Denbury Resources Inc. (DNR) reported third-quarter earnings of 13 cents per share (excluding one-time items), which was in line with the Zacks Consensus Estimate. However, the quarterly figure came in below the year-earlier profit of 16 cents.

Total revenue increased substantially to $466.7 million from the year-ago level of $227.2 million and also surpassed the Zacks Consensus Estimate of $432 million.

Operational Performance

Production during the quarter averaged 77,730 oil-equivalent barrels per day, a significant increase of approximately 82% year over year.
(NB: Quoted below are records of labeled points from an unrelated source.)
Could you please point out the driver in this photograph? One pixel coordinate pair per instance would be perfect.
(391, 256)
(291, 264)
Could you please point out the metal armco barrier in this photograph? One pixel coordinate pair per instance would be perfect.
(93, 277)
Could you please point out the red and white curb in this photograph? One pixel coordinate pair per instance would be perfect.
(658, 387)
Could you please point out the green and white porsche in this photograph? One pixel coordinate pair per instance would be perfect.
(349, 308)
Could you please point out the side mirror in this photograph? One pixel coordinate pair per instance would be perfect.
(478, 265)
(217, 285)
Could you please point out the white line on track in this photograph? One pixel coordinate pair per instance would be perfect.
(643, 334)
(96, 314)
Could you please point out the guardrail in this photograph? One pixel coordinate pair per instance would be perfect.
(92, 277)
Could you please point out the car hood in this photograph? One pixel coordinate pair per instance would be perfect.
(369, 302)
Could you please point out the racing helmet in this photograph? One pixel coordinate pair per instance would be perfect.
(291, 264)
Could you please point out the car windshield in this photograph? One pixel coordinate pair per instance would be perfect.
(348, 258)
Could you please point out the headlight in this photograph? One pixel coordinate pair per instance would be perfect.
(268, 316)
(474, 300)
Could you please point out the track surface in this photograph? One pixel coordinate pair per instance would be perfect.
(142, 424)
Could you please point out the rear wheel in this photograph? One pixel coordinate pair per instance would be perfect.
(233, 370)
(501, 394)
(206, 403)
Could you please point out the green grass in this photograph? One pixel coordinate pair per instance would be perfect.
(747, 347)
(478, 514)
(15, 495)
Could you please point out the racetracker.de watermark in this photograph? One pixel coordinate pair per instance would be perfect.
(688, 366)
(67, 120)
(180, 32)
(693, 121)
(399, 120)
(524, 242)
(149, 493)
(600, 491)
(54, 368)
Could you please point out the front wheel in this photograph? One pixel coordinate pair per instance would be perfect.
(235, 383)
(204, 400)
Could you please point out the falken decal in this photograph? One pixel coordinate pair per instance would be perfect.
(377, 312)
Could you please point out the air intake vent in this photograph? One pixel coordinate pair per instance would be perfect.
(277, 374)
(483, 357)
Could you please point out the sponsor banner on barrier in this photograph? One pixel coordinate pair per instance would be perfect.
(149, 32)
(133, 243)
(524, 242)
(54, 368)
Oil production averaged 64,233 barrels (up 84% from the year-ago level) and gas accounted for 80,983 cubic feet (up 75%). The drastic improvement in production volumes was driven by contributions from the Encore acquisition in the first quarter, last year’s acquisition of Conroe fields as well as higher tertiary production.

Tertiary production in the quarter averaged 29.53 thousand barrels per day (MBbl/d), up 21% from the year-earlier level. The company raised its tertiary production target for this year to 28.75 MBbl/d from the previous guidance of 28.0 MBbl/d, owing to continued success related to production.

Denbury’s realized oil prices (including the impact of hedges) averaged $71.63 per barrel, up 2% year over year, while gas prices significantly increased to $6.38 per Mcf. On an oil equivalent basis, realized price was $65.84 per barrel, up 8% from the year-earlier level.

Cash flow from operations was $219.9 million versus $137.0 million in the year-ago quarter. Capital investment in the quarter was $267 million, up nearly 22% from the year-earlier level.

Cash balance at the end of the third quarter was $86.3 million and long-term debt stood at $2.53 billion, representing a debt-to-capitalization ratio of 34.3%.

Outlook

With its own in-house CO2 reserve base, Denbury has a significant competitive advantage in acquiring and exploiting mature oil reservoirs. Tertiary operations remain the company’s principal focus. Denbury’s Conroe acquisition and plans to develop it as a tertiary field is a prudent step, which will aid its fundamentals in the long run.

However, we are concerned about the growing cost pressure in the company’s operations as Denbury’s lease operating expenses in the quarter increased 58% year over year. We currently reiterate our long-term Neutral rating on Denbury shares. The company carries a Zacks #3 Rank (short-term Hold rating).